Es también una buena muestra de algo que funciona muy bien con este postre: utilizar frutas con suficiente personalidad. Fresa y frutos rojos no tienen el monopolio absoluto de las tartas de queso.

Cheesecake de sésamo negro: para cambiar completamente el sabor

El cheesecake de sésamo negro demuestra que no hace falta recurrir a fruta ni chocolate para sacar la receta del terreno habitual.

La pasta de sésamo negro aporta un sabor tostado, profundo y ligeramente parecido al de los frutos secos, además de darle al relleno su característico tono gris oscuro.

Es una combinación especialmente interesante porque el sabor lácteo del queso suaviza la intensidad del sésamo sin hacerlo desaparecer. Aquí el ingrediente diferente no está simplemente colocado encima para la foto: forma parte del relleno.

Cheesecake de yogur y miel: más suave y ligeramente ácido

Cuando quieres alejarte de los sabores más pesados, el cheesecake de yogur y miel ofrece otra posibilidad.

El yogur aporta frescura y acidez mientras la miel sustituye parte del dulzor más plano del azúcar por un sabor algo más aromático. Puedes dejarlo bastante sencillo o acompañarlo con fruta, frutos secos o una compota.

No pretende competir con el chocolate o el dulce de leche en intensidad. Y precisamente por eso tiene sentido dentro de esta lista.

Cheesecake de calabaza para jugar con las especias

La cheesecake de calabaza lleva la tarta hacia sabores más cálidos gracias al puré de calabaza, la canela y la nuez moscada.

El puré modifica también la textura del relleno y aporta humedad, mientras que las especias hacen que funcione especialmente bien cuando buscas un postre diferente para otoño o para una mesa con sabores más especiados.

¿Cheesecake al horno o sin horno?

No hay una opción mejor en términos absolutos. Las cheesecakes horneadas suelen ofrecer una textura más densa y un sabor más profundo, mientras que las versiones frías tienden a resultar suaves, frescas y especialmente prácticas cuando trabajas con frutas.

En una tarta horneada, los huevos participan en la estructura del relleno y la cocción determina buena parte de la textura final.
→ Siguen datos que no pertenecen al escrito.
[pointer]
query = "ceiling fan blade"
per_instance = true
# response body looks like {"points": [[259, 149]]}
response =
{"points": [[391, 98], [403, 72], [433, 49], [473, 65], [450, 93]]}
Conviene evitar el exceso de batido y no esperar a que el centro esté completamente rígido dentro del horno: muchas cheesecakes terminan de asentarse durante el enfriamiento.

En las versiones sin horno, la firmeza suele depender de la refrigeración y de ingredientes como la gelatina. Aquí el error contrario es convertir una crema de queso en una goma perfectamente cortable. La cantidad de estabilizante debe ser suficiente para mantener la porción, no para fabricar material de oficina.

Cómo elegir una cheesecake diferente sin mezclarlo todo

Cuando quieras crear o modificar una tarta de queso, cambia primero un elemento protagonista.

Puede ser la textura, como ocurre con la Japanese cotton; el ingrediente principal, como en las versiones de chocolate o sésamo; la fruta, como mango o guanábana; o incluso la propia base, como sucede con el churro cheesecake.

Intentar meter chocolate, mango, pistacho, dulce de leche, galletas especiadas y una salsa de frutos rojos en la misma tarta probablemente no la hará seis veces mejor.

El cheesecake admite muchísimas variaciones precisamente porque la base de queso es bastante flexible. Escoge una dirección y deja que el resto de los ingredientes trabajen alrededor de ella.

Y cuando ya hayas probado las versiones más clásicas, ahí empieza la parte divertida: cambiar países, frutas, especias, bases y texturas hasta que la tarta de queso deje de parecer siempre el mismo postre con una mermelada diferente encima.